My splendid photograph that I use online was done by a professional photographer at great expense and I’ve never had the slightest twinge of regret when I remember how much I paid for it. It is me, but a more pensive and dignified edition, oozing trust and wisdom. One gasps at the magical skill that a professional photographer can conjure up, without digital manipulation, to make the best of a derisory noggin (ed: slang for a head). Even if he had offered to depict me as a semi-naked, muscle-bound, sword-wielding hero, I’d have demurred. No, any professional person needs a carefully cultivated image that looks right. I’d never thought of using that profile shot, though I couldn’t help noticing the photographer flinch slightly when he first caught sight of my face.
There is a problem with using an avatar. The use of a single image doesn’t express the appropriate emotion. At the moment, it is weird to see someone with a laughing portrait writing something solemn.
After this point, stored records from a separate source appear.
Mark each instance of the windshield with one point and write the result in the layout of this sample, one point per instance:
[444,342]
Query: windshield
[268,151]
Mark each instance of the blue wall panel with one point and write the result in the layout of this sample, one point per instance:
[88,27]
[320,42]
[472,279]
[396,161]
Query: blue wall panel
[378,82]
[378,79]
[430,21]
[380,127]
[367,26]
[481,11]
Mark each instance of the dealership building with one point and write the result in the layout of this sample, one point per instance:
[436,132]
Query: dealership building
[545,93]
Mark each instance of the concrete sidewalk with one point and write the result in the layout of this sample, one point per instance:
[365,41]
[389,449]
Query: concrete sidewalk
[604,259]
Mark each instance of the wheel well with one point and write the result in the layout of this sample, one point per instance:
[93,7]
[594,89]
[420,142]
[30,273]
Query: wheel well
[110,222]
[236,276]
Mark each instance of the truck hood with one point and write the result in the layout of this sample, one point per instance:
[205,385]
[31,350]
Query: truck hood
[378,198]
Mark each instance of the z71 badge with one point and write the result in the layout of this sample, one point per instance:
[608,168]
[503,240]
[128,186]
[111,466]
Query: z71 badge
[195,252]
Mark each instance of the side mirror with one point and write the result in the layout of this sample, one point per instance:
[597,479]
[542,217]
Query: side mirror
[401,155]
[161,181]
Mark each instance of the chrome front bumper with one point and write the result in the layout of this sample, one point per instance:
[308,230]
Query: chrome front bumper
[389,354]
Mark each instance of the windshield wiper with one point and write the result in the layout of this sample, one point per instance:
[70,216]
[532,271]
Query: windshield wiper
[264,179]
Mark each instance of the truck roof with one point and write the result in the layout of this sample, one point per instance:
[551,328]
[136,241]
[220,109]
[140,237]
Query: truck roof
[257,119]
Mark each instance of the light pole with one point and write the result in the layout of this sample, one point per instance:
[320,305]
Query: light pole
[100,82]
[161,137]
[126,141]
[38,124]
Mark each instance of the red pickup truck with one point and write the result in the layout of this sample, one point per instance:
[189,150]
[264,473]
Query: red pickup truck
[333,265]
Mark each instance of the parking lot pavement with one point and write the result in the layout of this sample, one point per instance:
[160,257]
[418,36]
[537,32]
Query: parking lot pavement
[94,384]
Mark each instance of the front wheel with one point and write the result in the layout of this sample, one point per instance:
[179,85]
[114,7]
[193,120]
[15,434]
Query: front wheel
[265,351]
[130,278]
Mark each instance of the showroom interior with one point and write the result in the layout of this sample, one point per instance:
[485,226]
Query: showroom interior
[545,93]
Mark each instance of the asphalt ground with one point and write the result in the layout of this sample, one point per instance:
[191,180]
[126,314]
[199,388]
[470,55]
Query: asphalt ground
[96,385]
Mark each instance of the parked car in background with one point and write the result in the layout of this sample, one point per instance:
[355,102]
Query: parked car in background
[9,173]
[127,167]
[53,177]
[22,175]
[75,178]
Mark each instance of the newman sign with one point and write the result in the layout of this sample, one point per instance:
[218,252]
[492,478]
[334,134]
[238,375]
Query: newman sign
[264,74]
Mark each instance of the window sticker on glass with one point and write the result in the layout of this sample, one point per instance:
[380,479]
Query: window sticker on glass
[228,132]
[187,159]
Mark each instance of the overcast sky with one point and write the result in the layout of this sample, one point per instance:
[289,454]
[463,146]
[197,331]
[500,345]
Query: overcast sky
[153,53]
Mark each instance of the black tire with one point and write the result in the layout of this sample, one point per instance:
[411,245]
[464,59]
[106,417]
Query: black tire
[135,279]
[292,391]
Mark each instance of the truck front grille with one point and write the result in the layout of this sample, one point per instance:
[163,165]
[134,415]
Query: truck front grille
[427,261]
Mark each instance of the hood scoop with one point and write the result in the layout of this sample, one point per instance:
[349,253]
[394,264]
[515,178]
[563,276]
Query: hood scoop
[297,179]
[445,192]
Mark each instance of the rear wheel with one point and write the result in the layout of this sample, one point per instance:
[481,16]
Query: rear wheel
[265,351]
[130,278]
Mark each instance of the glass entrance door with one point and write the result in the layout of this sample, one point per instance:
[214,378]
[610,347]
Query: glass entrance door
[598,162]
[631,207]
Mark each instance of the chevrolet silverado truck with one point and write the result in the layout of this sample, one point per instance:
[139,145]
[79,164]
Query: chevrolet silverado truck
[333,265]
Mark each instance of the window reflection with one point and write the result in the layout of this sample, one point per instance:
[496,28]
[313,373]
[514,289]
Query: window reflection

A neutral cast to the face, somewhat like a passport photo, is probably the best compromise.
Actually, the same is true of a working life in IT. One of the first skills I learned was not to laugh at managers, but, instead, to develop a facial expression that promoted a sense of keenness, energy and respect. Every profession has its own preferred facial cast. A neighbour of mine has the natural gift of a face that displays barely repressed grief. Though he is characteristically cheerful, he earns a remarkable income as a pallbearer. DBAs and SysAdmins generally prefer an expression of calmness under adversity. It is a subtle trick, and requires practice in front of a mirror to get it just right. Too much adversity and they think you’re not coping; too much calmness and they think you’re under-employed.
With an appropriate avatar, you could do away with a lot of the need for ‘smilies’ to give clues as to the meaning of what you’ve written on forums and blogs. If you had a set of avatars, showing the full gamut of human emotions expressible in writing: Rage, fear, reproach, joy, ebullience, apprehension, exasperation, dissembly, irony, pathos, euphoria, remorse and so on. It would be quite a drop-down list on forums, but given the vast prairies of space on the average hard drive, who cares? It would cut down on the number of spats in Forums just as long as one picks the right avatar.
As an unreconstructed geek, I find it hard to admit to the value of image in the workplace, but it is true. Just as we use professionals to tidy up and order our CVs and job applications, we should employ experts to enhance our professional image. After all you don’t perform surgery or dentistry on yourself do you?